Hospice Care and Palliative Care treat the whole patient and the family, offering psychosocial and spiritual counseling. An interdisciplinary team determines a care plan to meet the patient’s individual needs for pain management and symptom control. The team typically consists of physicians, nurses, social workers, physical and speech therapists as may be required, and spiritual counselors as well as pharmacists and other health professionals according to the needs of the patient and family. Care provides pain relief, assistance with the emotional and psychosocial and spiritual aspects of dealing with the illness and dying, providing needed drugs, medical supplies, and equipment, offers a support system to help patients live as actively as possible and to help loved ones cope with stress and bereavement.

Care can be provided in the home, assisted living facilities, nursing home, outpatient clinics or other specialized clinics or hospitals. People often misinterpret suggestions to consider hospice. They think death is very near but that’s not always the case. People enrolled in Medicare can receive hospice care if their healthcare provider thinks they have less than 6 months to live should the disease take its usual course.

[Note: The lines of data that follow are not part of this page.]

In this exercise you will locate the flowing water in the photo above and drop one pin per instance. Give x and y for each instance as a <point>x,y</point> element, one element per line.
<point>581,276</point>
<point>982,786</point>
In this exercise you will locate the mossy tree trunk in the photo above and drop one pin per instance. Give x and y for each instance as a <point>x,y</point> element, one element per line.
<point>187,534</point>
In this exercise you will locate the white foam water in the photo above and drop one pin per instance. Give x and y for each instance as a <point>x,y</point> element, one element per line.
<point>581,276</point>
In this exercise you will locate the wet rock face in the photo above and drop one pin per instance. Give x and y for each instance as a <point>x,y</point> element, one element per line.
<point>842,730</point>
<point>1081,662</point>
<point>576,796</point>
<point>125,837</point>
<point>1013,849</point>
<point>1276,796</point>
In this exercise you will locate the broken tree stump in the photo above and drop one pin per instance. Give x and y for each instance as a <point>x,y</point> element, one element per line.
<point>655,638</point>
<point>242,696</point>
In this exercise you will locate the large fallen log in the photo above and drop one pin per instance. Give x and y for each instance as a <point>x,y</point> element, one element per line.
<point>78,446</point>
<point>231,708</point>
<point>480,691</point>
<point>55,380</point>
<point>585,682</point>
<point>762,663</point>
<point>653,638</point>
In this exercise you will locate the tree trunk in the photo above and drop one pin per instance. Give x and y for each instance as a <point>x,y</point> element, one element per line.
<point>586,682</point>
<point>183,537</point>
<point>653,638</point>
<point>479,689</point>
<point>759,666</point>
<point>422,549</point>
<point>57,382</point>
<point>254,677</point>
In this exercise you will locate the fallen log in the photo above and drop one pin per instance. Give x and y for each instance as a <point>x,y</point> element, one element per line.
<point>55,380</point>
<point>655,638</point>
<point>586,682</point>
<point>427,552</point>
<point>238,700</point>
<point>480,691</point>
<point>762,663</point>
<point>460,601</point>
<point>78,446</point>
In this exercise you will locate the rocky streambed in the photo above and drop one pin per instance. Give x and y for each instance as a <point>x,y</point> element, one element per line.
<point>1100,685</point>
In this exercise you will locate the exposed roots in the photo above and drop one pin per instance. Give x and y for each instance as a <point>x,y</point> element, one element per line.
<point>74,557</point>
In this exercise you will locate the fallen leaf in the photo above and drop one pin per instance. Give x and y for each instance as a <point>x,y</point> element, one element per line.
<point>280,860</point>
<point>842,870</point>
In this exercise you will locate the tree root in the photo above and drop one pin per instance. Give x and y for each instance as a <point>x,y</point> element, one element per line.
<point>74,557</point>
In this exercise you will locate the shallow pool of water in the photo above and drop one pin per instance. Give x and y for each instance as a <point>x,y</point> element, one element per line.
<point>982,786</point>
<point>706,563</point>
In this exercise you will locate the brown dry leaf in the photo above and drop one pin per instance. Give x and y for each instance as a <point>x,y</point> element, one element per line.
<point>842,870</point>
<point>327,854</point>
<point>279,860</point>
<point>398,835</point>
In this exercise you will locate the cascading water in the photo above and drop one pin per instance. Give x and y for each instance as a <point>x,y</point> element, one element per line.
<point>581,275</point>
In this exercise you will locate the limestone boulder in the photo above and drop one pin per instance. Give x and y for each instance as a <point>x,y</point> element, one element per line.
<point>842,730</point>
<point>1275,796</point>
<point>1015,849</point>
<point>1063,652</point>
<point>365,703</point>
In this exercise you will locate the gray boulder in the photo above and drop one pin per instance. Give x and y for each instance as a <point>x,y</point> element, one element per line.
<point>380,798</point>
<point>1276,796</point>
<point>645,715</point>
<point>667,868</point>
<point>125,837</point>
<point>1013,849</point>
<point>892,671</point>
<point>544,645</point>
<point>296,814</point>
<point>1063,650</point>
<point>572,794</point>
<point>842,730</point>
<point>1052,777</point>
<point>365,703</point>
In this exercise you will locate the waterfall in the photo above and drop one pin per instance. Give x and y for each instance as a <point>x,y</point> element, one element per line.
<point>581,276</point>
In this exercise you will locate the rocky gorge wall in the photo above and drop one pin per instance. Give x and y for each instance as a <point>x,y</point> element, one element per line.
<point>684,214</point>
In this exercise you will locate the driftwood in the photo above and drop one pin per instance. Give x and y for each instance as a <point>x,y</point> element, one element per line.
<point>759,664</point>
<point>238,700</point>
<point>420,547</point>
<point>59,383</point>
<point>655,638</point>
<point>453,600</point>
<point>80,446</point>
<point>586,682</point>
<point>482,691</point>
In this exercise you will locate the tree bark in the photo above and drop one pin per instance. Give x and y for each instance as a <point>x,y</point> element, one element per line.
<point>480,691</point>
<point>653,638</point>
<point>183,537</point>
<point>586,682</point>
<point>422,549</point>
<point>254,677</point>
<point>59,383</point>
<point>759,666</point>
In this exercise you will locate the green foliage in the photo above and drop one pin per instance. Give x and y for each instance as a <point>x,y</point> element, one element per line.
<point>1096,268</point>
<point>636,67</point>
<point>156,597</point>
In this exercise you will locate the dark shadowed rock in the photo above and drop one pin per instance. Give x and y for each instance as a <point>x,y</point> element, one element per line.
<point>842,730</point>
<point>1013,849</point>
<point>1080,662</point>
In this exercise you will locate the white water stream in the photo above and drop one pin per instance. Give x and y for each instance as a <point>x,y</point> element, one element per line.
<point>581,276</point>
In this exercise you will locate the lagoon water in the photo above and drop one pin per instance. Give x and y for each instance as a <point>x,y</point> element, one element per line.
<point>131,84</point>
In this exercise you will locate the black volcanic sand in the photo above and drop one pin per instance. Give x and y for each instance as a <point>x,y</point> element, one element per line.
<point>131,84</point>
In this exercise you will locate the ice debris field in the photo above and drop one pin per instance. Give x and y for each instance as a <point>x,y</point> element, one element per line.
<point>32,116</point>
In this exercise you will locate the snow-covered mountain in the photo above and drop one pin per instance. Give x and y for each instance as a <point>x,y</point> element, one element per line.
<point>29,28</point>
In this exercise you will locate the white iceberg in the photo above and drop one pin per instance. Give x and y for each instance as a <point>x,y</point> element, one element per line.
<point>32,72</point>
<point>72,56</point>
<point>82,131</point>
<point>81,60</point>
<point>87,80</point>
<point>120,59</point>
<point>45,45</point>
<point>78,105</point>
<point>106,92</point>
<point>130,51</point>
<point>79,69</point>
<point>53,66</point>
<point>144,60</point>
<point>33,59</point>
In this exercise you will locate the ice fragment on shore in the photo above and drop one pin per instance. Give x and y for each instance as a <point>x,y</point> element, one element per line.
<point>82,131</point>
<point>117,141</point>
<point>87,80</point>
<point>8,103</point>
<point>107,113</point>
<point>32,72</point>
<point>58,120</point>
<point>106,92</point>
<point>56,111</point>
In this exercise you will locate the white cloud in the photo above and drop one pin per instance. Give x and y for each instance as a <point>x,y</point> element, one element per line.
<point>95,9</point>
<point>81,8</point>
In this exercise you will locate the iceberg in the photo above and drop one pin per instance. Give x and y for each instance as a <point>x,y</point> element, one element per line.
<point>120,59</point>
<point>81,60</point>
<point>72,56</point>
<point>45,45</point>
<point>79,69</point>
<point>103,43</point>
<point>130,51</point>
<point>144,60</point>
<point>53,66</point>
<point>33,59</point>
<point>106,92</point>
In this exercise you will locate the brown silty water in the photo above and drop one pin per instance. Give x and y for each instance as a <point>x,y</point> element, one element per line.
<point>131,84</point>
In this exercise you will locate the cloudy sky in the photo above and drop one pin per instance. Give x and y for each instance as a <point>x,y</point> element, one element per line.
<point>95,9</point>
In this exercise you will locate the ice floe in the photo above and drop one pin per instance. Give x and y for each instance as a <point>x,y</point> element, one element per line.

Doctors have a hard time predicting how long an older, sick person will live. Health often declines slowly, and some people might need a lot of help with daily living for more than 6 months before they die. If someone under hospice care lives longer than 6 months the doctor may choose to recertify the patient is close to dying. Medicare may continue to pay for hospice services. It is also possible to leave hospice care for a while and then later return if the healthcare provider still believes that the patient has less than 6 months to live.